I thought the pun on "the bard of Lytham" would sink without trace and I was right.

The wildhighlander is clearly short of nubiles in his waiting room, seeking portfolios of "publicity shots".

Interesting brace of comment deleteds at the end. I wonder what they were.

William Gruff said...

Idle: I'm not sure how I should take that; I thought you had used beard as a transitive verb rather than as a noun but clearly I was mistaken. My apologies.

Elby: Stuck in store, perilously close to the Scotch border, is my copy of the Tolkien Wawen. I haven't opened it for years but it is the only one of Tolkien's works that I've ever enjoyed, even though I've read The Hobbit and The Lord of The Rings aloud to the Mrs Gruff three times.
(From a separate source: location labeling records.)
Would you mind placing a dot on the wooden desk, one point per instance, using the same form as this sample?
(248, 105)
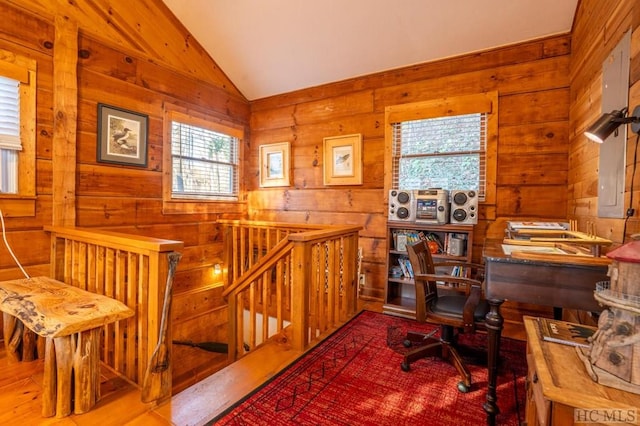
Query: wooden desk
(70, 319)
(559, 388)
(542, 283)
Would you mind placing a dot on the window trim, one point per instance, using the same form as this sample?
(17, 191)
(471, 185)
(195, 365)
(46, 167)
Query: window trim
(196, 204)
(23, 69)
(445, 107)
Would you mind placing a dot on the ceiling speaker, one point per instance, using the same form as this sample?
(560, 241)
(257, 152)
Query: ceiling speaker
(464, 207)
(402, 205)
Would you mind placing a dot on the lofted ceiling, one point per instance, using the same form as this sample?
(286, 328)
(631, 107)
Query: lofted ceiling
(270, 47)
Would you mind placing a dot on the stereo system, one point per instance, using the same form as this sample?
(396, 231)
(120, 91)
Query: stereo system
(434, 206)
(402, 206)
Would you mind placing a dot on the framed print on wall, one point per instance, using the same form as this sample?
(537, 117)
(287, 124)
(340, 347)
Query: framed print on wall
(275, 164)
(122, 136)
(343, 160)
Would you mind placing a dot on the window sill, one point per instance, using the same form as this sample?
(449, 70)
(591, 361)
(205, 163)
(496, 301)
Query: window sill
(202, 206)
(13, 205)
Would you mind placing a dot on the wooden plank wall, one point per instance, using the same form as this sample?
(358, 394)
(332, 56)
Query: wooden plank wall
(131, 66)
(598, 27)
(546, 98)
(533, 85)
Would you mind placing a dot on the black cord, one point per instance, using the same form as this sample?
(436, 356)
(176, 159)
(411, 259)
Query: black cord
(631, 210)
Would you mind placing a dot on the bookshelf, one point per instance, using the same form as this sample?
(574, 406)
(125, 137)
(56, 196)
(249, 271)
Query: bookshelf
(454, 242)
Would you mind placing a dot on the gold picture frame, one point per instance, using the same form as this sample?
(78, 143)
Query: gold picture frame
(275, 162)
(122, 136)
(343, 160)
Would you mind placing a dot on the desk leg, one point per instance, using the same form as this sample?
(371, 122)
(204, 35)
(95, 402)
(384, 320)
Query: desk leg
(494, 322)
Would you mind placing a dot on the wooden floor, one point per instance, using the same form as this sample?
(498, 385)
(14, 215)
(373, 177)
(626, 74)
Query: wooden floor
(120, 404)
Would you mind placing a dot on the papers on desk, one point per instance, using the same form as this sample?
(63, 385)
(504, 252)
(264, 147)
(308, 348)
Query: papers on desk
(553, 226)
(509, 248)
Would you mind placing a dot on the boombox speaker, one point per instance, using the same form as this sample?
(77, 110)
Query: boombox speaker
(402, 205)
(464, 207)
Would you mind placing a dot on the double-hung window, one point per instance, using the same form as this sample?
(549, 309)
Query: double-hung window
(9, 134)
(446, 143)
(203, 158)
(17, 134)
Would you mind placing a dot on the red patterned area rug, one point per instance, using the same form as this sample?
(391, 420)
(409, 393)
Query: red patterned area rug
(354, 378)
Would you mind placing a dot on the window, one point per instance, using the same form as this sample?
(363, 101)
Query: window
(446, 143)
(17, 134)
(203, 159)
(9, 134)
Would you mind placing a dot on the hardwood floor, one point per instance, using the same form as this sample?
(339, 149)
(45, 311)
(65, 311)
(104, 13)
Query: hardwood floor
(120, 404)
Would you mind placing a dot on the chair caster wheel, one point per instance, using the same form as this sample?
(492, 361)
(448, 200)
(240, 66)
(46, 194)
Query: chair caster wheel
(462, 387)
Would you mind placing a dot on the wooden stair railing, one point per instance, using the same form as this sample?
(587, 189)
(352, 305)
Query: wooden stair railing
(306, 282)
(130, 268)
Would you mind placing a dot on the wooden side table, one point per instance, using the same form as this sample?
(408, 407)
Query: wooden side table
(560, 392)
(70, 319)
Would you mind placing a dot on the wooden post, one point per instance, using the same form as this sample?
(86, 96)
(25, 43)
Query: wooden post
(65, 111)
(300, 294)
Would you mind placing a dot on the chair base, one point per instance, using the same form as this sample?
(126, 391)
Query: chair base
(430, 346)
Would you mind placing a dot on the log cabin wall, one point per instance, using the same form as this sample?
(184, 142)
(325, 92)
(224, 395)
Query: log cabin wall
(598, 27)
(123, 60)
(532, 80)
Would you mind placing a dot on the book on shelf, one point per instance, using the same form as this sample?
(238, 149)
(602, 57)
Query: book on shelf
(401, 242)
(566, 333)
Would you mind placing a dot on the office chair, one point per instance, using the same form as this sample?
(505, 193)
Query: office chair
(454, 303)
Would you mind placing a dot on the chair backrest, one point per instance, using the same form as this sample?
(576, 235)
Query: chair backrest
(426, 289)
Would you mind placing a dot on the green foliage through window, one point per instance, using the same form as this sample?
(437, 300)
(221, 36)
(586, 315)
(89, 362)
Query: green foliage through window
(204, 162)
(441, 152)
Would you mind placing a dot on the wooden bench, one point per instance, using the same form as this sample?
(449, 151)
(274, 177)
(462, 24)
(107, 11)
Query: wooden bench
(70, 319)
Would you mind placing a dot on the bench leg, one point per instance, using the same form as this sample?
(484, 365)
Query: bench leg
(49, 380)
(64, 369)
(86, 366)
(12, 331)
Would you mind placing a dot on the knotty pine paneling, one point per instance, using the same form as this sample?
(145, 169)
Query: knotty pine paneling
(118, 67)
(598, 27)
(532, 81)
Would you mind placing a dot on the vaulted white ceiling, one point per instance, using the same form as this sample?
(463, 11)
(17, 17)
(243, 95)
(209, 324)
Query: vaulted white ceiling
(270, 47)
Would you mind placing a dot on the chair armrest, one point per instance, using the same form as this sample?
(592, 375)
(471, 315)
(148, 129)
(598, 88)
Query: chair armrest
(468, 282)
(469, 310)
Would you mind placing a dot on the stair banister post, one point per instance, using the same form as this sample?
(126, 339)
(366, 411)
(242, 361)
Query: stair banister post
(300, 280)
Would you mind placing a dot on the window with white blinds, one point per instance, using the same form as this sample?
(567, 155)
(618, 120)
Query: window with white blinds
(441, 152)
(9, 134)
(204, 163)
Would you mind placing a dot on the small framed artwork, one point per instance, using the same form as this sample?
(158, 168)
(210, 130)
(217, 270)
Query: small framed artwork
(343, 160)
(274, 164)
(122, 136)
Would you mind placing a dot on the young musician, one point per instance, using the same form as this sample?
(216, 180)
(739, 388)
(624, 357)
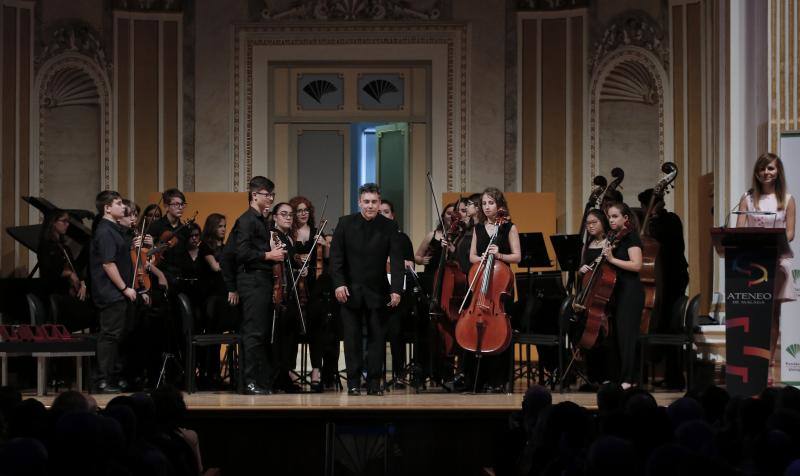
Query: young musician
(254, 259)
(111, 271)
(394, 330)
(472, 205)
(768, 193)
(361, 245)
(596, 229)
(323, 344)
(626, 256)
(506, 248)
(287, 323)
(174, 204)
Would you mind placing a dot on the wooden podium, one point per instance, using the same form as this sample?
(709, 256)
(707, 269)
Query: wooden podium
(751, 256)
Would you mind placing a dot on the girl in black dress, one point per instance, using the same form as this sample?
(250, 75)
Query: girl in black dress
(626, 256)
(596, 229)
(506, 248)
(323, 341)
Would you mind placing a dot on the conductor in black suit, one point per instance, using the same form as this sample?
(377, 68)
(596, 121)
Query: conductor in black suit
(361, 245)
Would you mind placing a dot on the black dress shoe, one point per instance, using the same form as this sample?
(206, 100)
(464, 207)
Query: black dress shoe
(104, 387)
(375, 389)
(253, 389)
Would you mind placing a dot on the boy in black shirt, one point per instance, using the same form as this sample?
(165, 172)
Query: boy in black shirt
(111, 271)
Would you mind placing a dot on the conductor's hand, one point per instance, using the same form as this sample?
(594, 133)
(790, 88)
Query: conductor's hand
(275, 255)
(342, 293)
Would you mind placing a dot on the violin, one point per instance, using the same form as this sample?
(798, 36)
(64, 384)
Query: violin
(590, 305)
(484, 327)
(168, 240)
(649, 275)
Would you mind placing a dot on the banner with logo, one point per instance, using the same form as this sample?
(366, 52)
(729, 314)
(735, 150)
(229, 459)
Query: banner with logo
(790, 311)
(749, 281)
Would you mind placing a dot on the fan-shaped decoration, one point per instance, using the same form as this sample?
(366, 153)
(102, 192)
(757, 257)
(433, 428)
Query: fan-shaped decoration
(318, 88)
(70, 87)
(630, 81)
(377, 88)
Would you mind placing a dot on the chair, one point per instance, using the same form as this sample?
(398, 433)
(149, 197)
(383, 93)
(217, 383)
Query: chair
(545, 292)
(683, 324)
(79, 348)
(206, 340)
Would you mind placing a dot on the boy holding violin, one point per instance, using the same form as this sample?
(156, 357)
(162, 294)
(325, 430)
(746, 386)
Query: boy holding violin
(111, 271)
(254, 258)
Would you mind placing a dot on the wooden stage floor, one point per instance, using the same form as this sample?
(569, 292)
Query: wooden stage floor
(402, 400)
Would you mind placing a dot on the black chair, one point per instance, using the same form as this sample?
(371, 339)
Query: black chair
(206, 340)
(539, 323)
(684, 321)
(36, 310)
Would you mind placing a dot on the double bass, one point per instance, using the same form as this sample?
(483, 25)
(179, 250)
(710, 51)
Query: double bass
(649, 275)
(484, 327)
(449, 287)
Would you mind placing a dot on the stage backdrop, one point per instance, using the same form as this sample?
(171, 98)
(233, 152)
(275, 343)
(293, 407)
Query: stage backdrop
(530, 212)
(790, 313)
(230, 204)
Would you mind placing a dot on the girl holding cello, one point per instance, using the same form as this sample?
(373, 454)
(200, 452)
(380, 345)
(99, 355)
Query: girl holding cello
(623, 250)
(506, 251)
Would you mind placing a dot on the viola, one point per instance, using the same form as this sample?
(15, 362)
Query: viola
(591, 303)
(484, 327)
(649, 275)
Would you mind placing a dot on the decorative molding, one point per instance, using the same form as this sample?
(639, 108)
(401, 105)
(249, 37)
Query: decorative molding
(614, 65)
(249, 36)
(547, 5)
(635, 29)
(351, 10)
(68, 79)
(149, 5)
(78, 38)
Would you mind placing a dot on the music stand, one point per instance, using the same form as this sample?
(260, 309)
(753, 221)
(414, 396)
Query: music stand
(28, 235)
(534, 251)
(568, 250)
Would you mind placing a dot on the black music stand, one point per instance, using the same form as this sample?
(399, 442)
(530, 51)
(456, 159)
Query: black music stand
(534, 251)
(568, 250)
(28, 235)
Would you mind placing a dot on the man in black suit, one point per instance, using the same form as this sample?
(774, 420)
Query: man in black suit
(361, 245)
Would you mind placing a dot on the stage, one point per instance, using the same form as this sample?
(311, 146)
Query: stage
(401, 432)
(395, 401)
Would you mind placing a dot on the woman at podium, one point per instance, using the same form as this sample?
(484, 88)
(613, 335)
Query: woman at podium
(768, 194)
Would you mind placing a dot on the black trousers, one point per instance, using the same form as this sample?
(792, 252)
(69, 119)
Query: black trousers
(113, 326)
(255, 292)
(352, 322)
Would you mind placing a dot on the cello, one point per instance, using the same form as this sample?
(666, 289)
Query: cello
(484, 327)
(650, 274)
(590, 304)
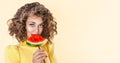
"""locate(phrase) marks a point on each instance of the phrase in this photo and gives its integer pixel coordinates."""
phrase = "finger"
(40, 54)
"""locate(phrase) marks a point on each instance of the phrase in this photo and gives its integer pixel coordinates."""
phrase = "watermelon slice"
(36, 40)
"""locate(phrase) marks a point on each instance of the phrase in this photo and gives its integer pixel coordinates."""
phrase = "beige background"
(88, 30)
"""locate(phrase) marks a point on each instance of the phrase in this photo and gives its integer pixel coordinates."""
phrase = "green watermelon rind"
(36, 44)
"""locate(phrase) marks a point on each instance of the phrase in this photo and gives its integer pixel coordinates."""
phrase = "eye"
(32, 25)
(41, 25)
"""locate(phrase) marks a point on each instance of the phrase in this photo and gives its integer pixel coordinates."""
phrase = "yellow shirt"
(23, 53)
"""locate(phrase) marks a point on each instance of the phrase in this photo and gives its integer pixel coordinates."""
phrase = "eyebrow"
(34, 22)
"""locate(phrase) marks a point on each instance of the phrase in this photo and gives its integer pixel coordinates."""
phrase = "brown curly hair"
(18, 23)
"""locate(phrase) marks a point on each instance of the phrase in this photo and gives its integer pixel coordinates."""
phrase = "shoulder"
(12, 54)
(11, 47)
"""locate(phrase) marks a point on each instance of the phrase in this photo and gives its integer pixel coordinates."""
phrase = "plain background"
(88, 30)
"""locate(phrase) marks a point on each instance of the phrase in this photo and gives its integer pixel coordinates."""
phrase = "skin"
(34, 25)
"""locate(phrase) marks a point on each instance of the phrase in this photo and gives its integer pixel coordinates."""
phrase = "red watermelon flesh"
(36, 40)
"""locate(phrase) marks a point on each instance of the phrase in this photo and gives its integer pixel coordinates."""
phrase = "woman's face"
(34, 25)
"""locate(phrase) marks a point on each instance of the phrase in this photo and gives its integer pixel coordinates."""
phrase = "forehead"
(35, 19)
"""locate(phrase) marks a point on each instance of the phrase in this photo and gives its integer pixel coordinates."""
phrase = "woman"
(32, 18)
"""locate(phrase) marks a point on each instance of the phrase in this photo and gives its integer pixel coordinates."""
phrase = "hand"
(39, 55)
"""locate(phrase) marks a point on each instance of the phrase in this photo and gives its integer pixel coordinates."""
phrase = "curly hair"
(18, 22)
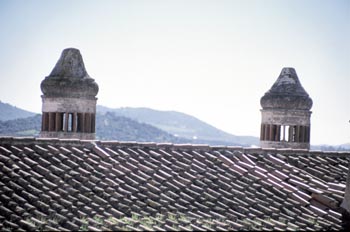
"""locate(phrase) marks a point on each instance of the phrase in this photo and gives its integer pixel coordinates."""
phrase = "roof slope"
(71, 184)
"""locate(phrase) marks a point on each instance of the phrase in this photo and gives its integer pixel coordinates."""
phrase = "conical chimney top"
(70, 65)
(287, 93)
(69, 77)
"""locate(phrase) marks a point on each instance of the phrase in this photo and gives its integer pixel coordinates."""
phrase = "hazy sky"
(210, 59)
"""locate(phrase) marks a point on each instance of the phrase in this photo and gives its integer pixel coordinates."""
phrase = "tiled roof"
(52, 184)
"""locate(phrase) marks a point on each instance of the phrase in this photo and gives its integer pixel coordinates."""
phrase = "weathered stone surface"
(69, 99)
(69, 78)
(286, 113)
(287, 93)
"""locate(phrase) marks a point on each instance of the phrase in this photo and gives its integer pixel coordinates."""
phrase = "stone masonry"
(69, 99)
(286, 113)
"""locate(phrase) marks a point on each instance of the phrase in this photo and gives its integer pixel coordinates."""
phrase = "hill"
(29, 126)
(112, 127)
(182, 125)
(108, 127)
(9, 112)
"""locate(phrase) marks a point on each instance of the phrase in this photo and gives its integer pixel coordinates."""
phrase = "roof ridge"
(251, 150)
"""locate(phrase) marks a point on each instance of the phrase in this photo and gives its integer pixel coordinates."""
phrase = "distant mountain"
(9, 112)
(29, 126)
(182, 125)
(108, 127)
(112, 127)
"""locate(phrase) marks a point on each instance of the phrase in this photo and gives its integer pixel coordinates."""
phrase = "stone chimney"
(69, 99)
(286, 113)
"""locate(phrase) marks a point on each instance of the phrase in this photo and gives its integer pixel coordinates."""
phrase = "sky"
(211, 59)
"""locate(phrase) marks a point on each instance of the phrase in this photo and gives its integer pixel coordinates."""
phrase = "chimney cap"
(287, 93)
(69, 77)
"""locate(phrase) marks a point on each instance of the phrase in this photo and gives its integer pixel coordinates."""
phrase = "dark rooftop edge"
(134, 144)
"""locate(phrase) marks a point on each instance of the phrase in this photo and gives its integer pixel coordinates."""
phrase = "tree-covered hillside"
(9, 112)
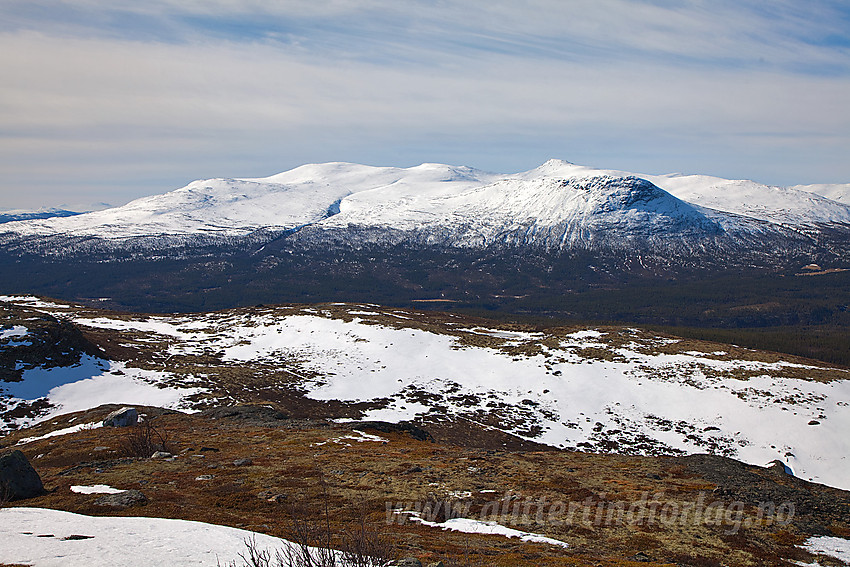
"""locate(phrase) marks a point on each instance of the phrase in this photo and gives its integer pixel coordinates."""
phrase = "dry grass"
(290, 473)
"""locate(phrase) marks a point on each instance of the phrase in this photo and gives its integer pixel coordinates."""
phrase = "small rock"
(122, 499)
(124, 417)
(18, 480)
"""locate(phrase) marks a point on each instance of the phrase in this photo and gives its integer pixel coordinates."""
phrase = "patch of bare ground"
(254, 467)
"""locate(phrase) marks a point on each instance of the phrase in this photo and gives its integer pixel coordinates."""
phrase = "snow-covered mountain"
(555, 196)
(591, 223)
(601, 389)
(12, 215)
(837, 192)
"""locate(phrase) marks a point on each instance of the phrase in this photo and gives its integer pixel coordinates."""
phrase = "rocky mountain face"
(431, 231)
(557, 208)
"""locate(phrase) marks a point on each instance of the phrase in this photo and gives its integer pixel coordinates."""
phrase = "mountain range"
(341, 231)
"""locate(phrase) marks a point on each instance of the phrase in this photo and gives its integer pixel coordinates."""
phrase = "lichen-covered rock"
(122, 499)
(124, 417)
(18, 480)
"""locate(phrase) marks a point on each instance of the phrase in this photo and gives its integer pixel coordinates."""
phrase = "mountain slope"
(430, 194)
(603, 389)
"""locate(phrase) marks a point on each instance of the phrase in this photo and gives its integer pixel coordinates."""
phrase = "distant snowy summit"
(557, 206)
(13, 215)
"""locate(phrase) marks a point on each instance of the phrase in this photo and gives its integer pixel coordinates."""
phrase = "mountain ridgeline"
(560, 240)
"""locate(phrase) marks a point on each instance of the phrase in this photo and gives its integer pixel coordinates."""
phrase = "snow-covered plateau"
(601, 389)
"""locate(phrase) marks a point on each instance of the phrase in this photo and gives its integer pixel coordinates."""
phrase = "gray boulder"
(122, 499)
(124, 417)
(18, 480)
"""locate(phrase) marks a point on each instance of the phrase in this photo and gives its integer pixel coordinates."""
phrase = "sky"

Witchcraft By A Picture is one of my top five poems. Sadly my Penguin copy of Donne's verse (bought long ago as a gift to a lover but never given) is also perilously close to the edge of civilisation, so I'm rather out of touch with him. Herbert, I think (or thought twenty years ago and more), was more plausible, and consistent, but not quite as 'inspiring'.

In poetry, as in architecture, the Victorians never quite got the point, and G E Street, and George Gilbert Scott were about as good as it got. They had no poetical equivalent amongst their contemporaries.

I do think that between the death of John Wilmot and 1914 poetry in England was slumbering, and now it is dead.

Philipa said...

"In poetry, as in architecture, the Victorians never quite got the point, and G E Street, and George Gilbert Scott were about as good as it got. They had no poetical equivalent amongst their contemporaries. I do think that between the death of John Wilmot and 1914 poetry in England was slumbering, and now it is dead."

Disagree with you completely. Couldn't disagree more.

Calfy said...

William Gruff- did she not get them the first time?

William Gruff said...

Get what?

William Gruff said...

And who is 'she'?

Philipa said...

Calfy - I don't think either of them got it.

So funny :-D

idle said...

Let me help, Wm:

"even though I've read The Hobbit and The Lord of The Rings aloud to the Mrs Gruff three times."

William Gruff said...

That's the sort of 'joke' The Mrs Gruff finds amusing.